第6話 タッチタッチ。
彼女の部屋にはこれまで描き溜めた多くの作品があるという。
うーん、それはぜひ見せて欲しい。
あと描いてる場所も。
「どんなところで描いているの? 見てみたいなぁ!」
「たぶんムリ。わたしの部屋、この世からはみ出た存在しか行けない場所にあると思う――わたしみたいな」
「そっかぁ。でも、まずは試してみたい!」
「まぁ、いいけどさ。戻ってこれなくなっても知らないよ?」
「……え!?」
「とはならないと思うけど、まあ覚悟はしてね」
うふふ、とおちゃめな表情で怖がらせにかかる"わたし"。
結論から言うと、やはり彼女の言う通りだった。彼女の姿がすぐに見えなくなるのだ。
彼女が自分の部屋に帰ろうと考えたとたん、こちら側の世界と何かがズレてしまう感覚といえば伝わるだろうか……?

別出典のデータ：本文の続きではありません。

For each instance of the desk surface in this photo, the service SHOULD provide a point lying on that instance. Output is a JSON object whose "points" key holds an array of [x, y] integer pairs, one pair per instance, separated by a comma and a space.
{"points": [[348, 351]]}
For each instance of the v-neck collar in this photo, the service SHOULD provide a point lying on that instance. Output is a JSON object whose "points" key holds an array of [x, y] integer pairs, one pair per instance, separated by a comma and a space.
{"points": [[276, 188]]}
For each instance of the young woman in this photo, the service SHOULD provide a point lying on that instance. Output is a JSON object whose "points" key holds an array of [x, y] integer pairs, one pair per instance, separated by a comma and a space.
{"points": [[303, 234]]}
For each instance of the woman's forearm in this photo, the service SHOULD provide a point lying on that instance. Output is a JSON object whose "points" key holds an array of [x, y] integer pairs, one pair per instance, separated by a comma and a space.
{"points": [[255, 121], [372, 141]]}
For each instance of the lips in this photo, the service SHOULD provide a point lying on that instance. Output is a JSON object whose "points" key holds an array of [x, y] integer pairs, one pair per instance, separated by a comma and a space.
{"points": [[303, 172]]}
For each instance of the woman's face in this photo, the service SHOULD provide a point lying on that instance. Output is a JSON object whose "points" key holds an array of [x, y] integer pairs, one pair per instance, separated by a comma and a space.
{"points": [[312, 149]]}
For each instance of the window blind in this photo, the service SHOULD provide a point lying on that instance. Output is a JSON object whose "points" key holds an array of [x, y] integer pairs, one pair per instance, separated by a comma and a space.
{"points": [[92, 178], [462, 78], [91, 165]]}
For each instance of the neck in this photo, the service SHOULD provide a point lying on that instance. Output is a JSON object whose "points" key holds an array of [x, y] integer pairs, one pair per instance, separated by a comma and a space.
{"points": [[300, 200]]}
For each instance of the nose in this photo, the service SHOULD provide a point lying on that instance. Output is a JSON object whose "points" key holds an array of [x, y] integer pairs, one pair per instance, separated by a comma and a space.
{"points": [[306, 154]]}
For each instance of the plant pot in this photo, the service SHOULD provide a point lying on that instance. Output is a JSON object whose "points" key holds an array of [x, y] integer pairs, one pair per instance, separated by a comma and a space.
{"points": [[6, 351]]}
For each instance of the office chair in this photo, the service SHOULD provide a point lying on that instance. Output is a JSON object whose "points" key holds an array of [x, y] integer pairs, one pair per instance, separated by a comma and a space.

絵を嗜んでいるわたしの感覚で表現すると、色の相がズレるというか、ズレきれないというか。
SF的に言うと異次元入りそうで入れない感じ?
つまり、どう頑張っても、あと少しでソコにたどりつけないのだ。
「じゃあ、こっちに全部の絵持ってきてよ」
「かなりの数あるから、自信作だけでもよい?」
「うーうん、出来るだけ全部見たいよ。初期の作品から持ってこれる?」
「仕方ないなー。わかった、少しずつ取ってくる」
というワケで、彼女には作品を少しずつ運んで持ってきてもらうように頼んだ。
面白いのは、わたしの頭の中にしか存在しない作品のはずなのに、実際に場所を取ってしまうことだ。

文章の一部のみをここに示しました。